All these developments greatly dismayed Owaisi’s own small band of supporters. Curiously, many of them who were supportive of Owaisi were at the same time treating Kanhaiya, Azad and others as their heroes.
But, of late Owaisi is being heavily bombarded by the same set of social media warriors who till sometimes back were seeing in him an emergence of a new Muslim leader.
Though in the past too Muslims had been reposing full faith on secular parties yet it is the same media which would give the sobriquet of Maulana to the likes of Mulayam Singh if he, any time in his political career, honestly came in favour of the community––may be for his own political compulsions.
Similarly, the Congress used to be accused of minority appeasement. If any Bukhari or Rahmani would ever lend support to any political party ahead of any election for their own personal interest; the media would spare no time to brand them as the community leader. The truth is that often the parties to whom these clerics announce support lose election. Today such religious figures are discredited lot as they have no roots. The maximum the community trust them is on the occasion of sighting of moon on the eve of Eid.
As the Muslims, in general, have rejected their own community leaders on such a crucial stage of history when they fear that their citizenship is being questioned, it is up to these secular leaders––both political and non-political––to come to their help and lead them in right direction. They cannot afford to lose this opportunity and let the community down.

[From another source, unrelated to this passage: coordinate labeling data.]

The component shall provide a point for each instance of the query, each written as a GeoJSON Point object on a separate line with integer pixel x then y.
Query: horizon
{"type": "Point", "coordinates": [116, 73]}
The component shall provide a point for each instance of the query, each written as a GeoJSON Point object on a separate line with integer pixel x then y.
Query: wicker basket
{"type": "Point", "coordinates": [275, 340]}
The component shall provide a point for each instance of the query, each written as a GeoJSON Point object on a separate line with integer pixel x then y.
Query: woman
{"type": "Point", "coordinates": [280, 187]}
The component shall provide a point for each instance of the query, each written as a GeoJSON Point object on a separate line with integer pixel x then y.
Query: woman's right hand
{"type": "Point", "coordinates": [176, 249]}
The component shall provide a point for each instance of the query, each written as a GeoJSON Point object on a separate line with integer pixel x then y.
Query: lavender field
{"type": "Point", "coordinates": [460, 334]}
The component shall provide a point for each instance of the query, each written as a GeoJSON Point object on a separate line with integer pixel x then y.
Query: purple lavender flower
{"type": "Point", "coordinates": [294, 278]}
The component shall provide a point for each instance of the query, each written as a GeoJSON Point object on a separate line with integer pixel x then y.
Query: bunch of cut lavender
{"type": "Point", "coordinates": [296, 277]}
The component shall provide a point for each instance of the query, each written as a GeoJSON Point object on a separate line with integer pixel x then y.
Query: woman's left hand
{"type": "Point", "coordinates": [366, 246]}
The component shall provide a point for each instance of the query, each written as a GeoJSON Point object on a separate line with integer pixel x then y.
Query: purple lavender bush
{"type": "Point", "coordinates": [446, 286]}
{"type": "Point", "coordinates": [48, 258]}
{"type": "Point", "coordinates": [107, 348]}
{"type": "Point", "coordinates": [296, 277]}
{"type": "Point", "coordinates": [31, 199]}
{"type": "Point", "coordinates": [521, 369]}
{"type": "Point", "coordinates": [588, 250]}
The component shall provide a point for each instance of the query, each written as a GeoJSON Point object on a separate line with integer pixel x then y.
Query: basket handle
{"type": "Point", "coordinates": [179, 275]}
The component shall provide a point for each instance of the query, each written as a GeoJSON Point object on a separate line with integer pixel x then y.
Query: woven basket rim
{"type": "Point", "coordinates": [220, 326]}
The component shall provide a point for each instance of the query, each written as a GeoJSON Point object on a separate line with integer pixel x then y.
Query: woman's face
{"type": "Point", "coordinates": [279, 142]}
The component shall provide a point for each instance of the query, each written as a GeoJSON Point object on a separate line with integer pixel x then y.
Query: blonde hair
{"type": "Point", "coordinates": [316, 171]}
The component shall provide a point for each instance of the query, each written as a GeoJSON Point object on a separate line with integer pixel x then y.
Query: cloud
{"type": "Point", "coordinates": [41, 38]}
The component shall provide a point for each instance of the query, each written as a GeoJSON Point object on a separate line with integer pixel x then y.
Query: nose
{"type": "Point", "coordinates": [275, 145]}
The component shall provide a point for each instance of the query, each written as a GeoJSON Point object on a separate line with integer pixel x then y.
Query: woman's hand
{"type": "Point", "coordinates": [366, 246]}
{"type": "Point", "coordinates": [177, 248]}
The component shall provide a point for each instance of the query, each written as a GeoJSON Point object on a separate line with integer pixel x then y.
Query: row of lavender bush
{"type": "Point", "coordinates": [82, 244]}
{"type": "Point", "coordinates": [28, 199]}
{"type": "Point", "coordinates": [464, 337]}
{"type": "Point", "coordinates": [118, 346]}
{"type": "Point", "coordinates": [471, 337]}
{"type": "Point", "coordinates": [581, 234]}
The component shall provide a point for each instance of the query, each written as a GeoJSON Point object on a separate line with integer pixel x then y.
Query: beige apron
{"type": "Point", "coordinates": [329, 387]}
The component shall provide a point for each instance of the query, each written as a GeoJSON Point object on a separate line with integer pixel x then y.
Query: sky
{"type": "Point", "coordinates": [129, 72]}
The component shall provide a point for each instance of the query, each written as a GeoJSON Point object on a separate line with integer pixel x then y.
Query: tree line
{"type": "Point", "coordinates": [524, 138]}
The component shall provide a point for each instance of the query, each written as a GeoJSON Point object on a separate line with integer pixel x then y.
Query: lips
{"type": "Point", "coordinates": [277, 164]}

It is true the recent communal riots in North-East Delhi have shattered the faith of many people. The task is more enormous for both the non-political and political parties and individuals to come out of this crisis. The latest violence has certainly rattled several Muslim youths––it shook others too––and some of them were seen posting comments against Yoginder Yadav and Arvind Kejriwal when the truth is that there was little or no scope for ventilating anger in misplaced direction.

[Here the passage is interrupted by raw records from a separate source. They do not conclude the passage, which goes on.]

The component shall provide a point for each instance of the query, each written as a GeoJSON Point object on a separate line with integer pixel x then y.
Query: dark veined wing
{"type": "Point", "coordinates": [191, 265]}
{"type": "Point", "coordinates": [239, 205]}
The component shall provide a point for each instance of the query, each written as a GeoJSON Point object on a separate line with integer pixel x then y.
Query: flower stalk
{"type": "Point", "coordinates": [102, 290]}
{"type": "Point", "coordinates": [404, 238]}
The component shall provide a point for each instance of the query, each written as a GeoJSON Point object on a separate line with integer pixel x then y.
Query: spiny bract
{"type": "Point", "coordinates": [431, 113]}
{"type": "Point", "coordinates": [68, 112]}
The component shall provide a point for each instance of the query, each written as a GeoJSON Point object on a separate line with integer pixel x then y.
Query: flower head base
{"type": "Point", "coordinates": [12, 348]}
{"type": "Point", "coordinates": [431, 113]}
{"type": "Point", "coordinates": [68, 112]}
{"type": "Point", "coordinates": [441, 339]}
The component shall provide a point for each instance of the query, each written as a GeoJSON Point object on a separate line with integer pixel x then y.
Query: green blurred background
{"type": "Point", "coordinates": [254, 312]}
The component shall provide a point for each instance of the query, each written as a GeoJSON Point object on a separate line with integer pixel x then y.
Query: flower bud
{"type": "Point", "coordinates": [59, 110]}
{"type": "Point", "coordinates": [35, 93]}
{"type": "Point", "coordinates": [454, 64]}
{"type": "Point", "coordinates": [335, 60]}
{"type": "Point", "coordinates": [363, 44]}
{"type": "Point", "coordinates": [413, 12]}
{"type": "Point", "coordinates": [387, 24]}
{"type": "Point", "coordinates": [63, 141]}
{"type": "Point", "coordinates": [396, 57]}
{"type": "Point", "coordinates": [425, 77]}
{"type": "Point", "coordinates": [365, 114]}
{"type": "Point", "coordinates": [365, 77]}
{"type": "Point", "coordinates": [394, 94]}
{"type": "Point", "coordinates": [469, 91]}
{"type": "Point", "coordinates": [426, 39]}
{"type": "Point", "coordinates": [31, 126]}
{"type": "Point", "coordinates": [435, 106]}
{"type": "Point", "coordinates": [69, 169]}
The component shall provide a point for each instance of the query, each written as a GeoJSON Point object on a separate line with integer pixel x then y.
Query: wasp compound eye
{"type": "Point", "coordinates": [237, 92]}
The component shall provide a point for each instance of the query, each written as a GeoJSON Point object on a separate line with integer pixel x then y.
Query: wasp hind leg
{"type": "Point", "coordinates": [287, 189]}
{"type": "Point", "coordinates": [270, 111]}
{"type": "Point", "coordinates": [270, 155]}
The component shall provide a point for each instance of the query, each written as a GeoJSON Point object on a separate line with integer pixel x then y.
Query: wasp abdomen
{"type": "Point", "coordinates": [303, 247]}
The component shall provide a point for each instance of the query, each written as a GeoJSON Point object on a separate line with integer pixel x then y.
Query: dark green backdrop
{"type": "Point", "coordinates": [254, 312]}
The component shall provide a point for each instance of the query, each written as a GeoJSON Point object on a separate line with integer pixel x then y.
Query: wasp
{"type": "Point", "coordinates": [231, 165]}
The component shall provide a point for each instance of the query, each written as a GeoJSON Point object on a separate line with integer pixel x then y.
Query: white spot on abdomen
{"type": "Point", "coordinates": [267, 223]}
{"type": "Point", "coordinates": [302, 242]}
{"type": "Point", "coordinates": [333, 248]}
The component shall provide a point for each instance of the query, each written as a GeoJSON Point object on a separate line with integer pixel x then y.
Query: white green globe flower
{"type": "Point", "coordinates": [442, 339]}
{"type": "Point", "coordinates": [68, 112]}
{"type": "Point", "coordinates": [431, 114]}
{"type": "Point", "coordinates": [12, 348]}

True, these youths were soon silenced by saner voices within the community. They were reprimanded by community elders to distinguish between friends and rivals.
As the Muslims have in the recent months expressed complete trust on the secular camp, the challenge before the latter is to rope in a big section of majority community.

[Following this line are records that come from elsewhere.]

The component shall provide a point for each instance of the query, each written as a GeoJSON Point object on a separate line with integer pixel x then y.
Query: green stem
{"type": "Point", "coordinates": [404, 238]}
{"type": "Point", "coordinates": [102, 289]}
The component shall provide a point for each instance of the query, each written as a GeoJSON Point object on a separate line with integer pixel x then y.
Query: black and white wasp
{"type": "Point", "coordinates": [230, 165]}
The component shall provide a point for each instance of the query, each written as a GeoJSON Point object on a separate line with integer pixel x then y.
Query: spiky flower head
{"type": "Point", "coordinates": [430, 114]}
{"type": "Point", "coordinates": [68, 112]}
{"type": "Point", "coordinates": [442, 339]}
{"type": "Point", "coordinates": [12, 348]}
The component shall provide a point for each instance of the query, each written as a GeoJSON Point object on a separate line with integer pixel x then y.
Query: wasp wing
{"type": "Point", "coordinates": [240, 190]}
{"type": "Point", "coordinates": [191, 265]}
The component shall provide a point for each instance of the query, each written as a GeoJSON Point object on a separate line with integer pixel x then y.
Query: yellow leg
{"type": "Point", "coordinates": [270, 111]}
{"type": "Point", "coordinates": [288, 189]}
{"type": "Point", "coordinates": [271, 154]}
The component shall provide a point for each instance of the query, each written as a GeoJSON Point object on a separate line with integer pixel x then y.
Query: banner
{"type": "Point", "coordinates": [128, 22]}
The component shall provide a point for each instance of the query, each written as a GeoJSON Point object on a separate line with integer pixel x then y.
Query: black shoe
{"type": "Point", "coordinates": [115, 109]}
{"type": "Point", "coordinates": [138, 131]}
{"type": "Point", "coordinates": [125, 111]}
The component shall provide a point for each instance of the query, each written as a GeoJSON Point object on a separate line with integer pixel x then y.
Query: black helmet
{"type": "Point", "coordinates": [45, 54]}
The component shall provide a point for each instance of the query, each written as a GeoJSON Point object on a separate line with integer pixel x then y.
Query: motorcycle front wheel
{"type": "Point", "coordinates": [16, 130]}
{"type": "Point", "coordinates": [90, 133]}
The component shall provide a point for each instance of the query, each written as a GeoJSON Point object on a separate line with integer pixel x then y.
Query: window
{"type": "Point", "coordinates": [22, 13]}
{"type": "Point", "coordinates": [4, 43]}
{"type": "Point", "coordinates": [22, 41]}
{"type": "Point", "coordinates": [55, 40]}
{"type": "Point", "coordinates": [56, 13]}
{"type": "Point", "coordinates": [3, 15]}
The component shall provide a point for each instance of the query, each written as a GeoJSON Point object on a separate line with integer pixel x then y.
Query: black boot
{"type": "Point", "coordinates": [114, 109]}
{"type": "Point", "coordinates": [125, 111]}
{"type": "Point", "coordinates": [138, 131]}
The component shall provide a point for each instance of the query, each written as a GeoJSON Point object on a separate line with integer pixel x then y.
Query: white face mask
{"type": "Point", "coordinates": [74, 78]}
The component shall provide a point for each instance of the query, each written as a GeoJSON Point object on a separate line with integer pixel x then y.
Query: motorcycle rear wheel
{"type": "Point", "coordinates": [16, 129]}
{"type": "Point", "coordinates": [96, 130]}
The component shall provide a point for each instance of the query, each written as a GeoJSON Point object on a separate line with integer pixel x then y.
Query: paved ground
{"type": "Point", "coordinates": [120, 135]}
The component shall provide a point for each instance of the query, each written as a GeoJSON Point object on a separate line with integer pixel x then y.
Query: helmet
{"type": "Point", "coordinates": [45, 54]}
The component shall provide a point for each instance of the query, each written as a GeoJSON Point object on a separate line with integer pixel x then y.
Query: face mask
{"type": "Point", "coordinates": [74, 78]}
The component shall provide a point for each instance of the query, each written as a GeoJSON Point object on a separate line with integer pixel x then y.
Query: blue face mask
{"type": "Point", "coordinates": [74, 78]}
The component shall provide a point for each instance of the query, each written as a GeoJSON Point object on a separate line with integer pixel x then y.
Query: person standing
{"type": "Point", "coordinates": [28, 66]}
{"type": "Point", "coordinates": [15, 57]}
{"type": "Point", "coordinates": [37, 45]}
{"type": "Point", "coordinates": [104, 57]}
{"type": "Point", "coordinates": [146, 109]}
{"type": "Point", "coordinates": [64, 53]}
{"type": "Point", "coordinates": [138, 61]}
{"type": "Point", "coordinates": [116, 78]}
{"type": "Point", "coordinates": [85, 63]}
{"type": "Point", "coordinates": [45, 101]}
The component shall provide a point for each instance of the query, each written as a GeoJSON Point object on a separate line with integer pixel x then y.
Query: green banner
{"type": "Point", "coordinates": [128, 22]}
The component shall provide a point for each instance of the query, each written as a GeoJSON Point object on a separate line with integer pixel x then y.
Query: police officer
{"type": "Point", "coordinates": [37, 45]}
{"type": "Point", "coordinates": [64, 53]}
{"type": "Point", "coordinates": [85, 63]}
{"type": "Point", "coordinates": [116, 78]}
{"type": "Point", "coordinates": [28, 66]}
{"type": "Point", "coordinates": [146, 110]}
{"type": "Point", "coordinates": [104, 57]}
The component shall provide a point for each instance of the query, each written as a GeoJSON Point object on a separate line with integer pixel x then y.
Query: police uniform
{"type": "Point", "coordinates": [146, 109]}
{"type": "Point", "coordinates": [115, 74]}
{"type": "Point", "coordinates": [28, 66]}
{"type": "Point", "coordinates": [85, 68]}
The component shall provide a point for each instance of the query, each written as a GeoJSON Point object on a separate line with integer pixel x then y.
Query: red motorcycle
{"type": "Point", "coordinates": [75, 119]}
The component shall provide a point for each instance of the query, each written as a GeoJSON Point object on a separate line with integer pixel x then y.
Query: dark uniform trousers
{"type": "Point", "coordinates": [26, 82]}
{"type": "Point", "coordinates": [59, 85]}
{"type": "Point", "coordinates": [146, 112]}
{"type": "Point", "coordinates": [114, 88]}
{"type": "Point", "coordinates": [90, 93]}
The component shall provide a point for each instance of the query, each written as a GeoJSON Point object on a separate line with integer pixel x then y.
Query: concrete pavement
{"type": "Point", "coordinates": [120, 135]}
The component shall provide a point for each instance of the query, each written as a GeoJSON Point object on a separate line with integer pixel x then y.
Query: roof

Through the movement against the CAA-NPR-NRC, the average Muslims went on a long way to once again establish that they are a part of the mainstream. The use of national flag, national anthem and other symbols left no room for the rivals to find fault with the movement.
The communal riots in North-East Delhi has posed a big challenge to both the secular individuals as well as the Muslim community to redraw a new strategy. The need of the hour is to change gear and keep the movement free from any distraction.
It is the time to learn from the Gandhi-style of leading a struggle. He withdrew the Non-Cooperation Movement after many policemen were killed in Chauri Chaura. But he did not stop there. Struggle-Truce-Struggle was the part of his strategy.
If the message of the sit-ins across the country was to educate the masses about the impact of CAA-NPR-NRC, the purpose has been served. Almost all these secular parties and individuals have called for the boycott of the NPR in new format if the government does not change its stand. If a sizeable number of the countrymen and women heed to their call, it may be substantial enough to defeat the government’s move.